# One-step approach

In the previous pages we have seen that the germination curve gives us the proportion of germinated seeds over time. Such curve is based on a few (basically three) parameters describing the population, such as the germination velocity, capacity and uniformity. A very general model is:

$G = P(t < t_g) = d \,\, \Phi(t, \beta )$

where $$t$$ is the time, $$d$$ is the maximum germinated proportion (when $$t \rightarrow \infty$$), $$\Phi$$ is a cumulative distribution function based on a certain set of a parameters, most frequently a location and a shape parameters (e.g. $$e$$ and $$b$$). One possible line of attack for modelling is to select $$\Phi$$, $$d$$ and $$\beta$$ and express them as functions of the variables under study. If we have the set of variables $$X$$, the model is:

$G(X) = d(X) \Phi \left[ t, \beta, X\right]$

Such modelling approach is basically a one-step approach: we input the germination time, the values of parameters and covariates and we get the proportion of germinated seeds.

# Two-steps approach

Another possible line of attack is to proceed in a two-steps fashion:

1. determine the germination curve for each seed lot (e.g. Petri dish, tray or container) in each experimental conditions and derive some relevant population based parameter (e.g. the maximum germinated fraction or the median germination time);
2. model the effect of experimental variables on the selected population parameter.

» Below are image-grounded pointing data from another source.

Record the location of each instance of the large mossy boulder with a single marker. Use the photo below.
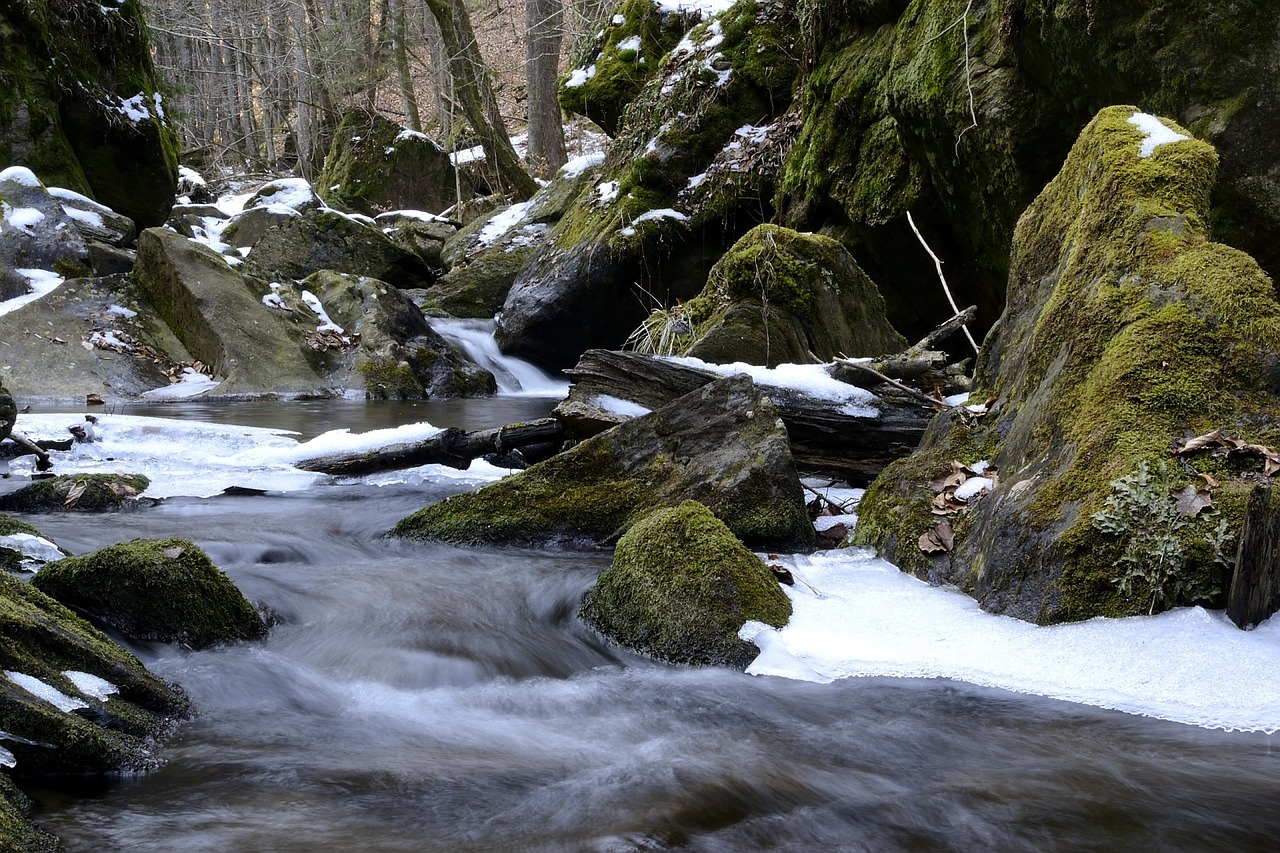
(960, 113)
(80, 105)
(376, 165)
(1125, 332)
(721, 445)
(777, 297)
(71, 699)
(77, 492)
(324, 238)
(154, 589)
(398, 355)
(680, 589)
(691, 169)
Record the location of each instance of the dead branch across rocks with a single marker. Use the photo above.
(453, 447)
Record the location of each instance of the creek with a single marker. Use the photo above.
(419, 697)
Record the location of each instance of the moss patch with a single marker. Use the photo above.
(161, 589)
(681, 587)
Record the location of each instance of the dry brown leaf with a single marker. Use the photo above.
(938, 538)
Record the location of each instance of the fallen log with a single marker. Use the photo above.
(822, 438)
(453, 447)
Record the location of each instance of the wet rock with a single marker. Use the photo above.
(721, 445)
(154, 589)
(1125, 331)
(680, 588)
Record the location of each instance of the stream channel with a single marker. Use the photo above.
(420, 697)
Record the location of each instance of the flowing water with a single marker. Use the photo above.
(420, 697)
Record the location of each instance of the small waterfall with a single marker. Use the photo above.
(515, 377)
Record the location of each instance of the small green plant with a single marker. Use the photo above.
(1156, 534)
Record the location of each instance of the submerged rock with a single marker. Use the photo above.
(154, 589)
(71, 699)
(721, 445)
(681, 587)
(777, 297)
(1125, 332)
(77, 492)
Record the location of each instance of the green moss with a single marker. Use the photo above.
(681, 587)
(97, 493)
(155, 589)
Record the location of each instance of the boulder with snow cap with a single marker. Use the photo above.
(721, 445)
(375, 165)
(1133, 382)
(691, 169)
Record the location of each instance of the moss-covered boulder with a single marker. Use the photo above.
(693, 169)
(398, 355)
(323, 238)
(960, 113)
(219, 318)
(487, 255)
(23, 547)
(77, 492)
(613, 63)
(71, 699)
(1125, 331)
(721, 445)
(376, 165)
(776, 297)
(80, 104)
(154, 589)
(680, 589)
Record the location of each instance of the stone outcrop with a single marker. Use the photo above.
(680, 588)
(1125, 332)
(721, 445)
(80, 105)
(375, 165)
(776, 297)
(165, 591)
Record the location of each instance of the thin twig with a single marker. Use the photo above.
(946, 288)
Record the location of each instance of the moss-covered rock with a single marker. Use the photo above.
(155, 589)
(1125, 331)
(776, 297)
(77, 492)
(721, 445)
(55, 719)
(80, 104)
(680, 588)
(615, 63)
(398, 355)
(649, 232)
(375, 165)
(324, 238)
(960, 113)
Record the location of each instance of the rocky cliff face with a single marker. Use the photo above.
(80, 104)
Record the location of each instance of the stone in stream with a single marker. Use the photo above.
(154, 589)
(721, 445)
(680, 588)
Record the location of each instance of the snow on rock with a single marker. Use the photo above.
(1155, 132)
(868, 619)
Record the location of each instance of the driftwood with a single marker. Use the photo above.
(1255, 592)
(453, 447)
(821, 438)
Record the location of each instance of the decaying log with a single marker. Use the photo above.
(1255, 592)
(453, 447)
(821, 437)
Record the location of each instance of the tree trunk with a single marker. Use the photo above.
(476, 99)
(543, 19)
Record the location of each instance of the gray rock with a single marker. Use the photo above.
(721, 445)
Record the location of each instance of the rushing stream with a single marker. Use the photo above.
(433, 698)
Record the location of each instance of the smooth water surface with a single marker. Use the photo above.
(420, 697)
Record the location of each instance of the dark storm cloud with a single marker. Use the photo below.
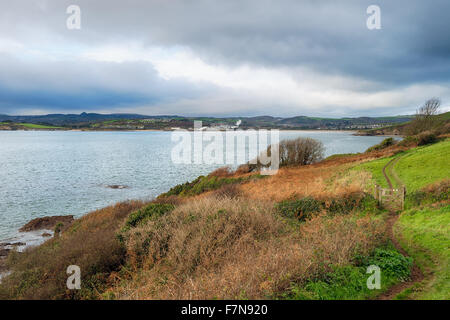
(83, 85)
(329, 37)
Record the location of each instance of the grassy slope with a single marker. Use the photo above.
(424, 165)
(424, 232)
(417, 167)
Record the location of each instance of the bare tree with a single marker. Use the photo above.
(300, 151)
(430, 108)
(425, 119)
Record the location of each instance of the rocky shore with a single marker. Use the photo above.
(44, 223)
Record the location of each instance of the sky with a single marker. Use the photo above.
(223, 58)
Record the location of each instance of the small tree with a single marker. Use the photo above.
(300, 151)
(425, 119)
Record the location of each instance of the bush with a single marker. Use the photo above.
(306, 208)
(382, 145)
(90, 243)
(151, 211)
(221, 248)
(301, 151)
(349, 282)
(425, 138)
(302, 209)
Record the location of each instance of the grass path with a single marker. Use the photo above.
(416, 274)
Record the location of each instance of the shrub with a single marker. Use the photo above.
(391, 263)
(221, 172)
(302, 209)
(298, 152)
(301, 151)
(425, 138)
(90, 243)
(151, 211)
(219, 248)
(382, 145)
(349, 282)
(306, 208)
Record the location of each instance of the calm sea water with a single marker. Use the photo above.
(59, 173)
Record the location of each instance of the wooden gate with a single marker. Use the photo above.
(391, 199)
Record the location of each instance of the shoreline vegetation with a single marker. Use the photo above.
(126, 122)
(308, 232)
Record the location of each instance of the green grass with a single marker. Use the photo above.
(417, 167)
(350, 282)
(425, 235)
(424, 165)
(376, 170)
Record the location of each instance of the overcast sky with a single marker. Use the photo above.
(224, 57)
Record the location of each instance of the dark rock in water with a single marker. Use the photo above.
(46, 223)
(117, 186)
(4, 252)
(13, 244)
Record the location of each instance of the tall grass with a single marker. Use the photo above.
(90, 243)
(235, 248)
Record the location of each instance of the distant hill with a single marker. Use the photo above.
(95, 120)
(441, 123)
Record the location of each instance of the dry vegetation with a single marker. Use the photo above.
(90, 243)
(234, 248)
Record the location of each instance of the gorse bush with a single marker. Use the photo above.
(391, 263)
(151, 211)
(207, 183)
(303, 209)
(425, 138)
(300, 209)
(222, 248)
(382, 145)
(90, 243)
(301, 151)
(350, 282)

At the second step, the general model is:

$\beta_i = f\left(X\right]$

We see that the time is no longer included as the independent variable in the second step and the model is fundamentally static.

Both approaches are widely used; the second one is simpler, but the first one is more elegant. The selection is mainly a matter of aims and personal taste. Both approaches pose problems and limitations; I will try to describe all possibilities, so that you can make a more informed selection.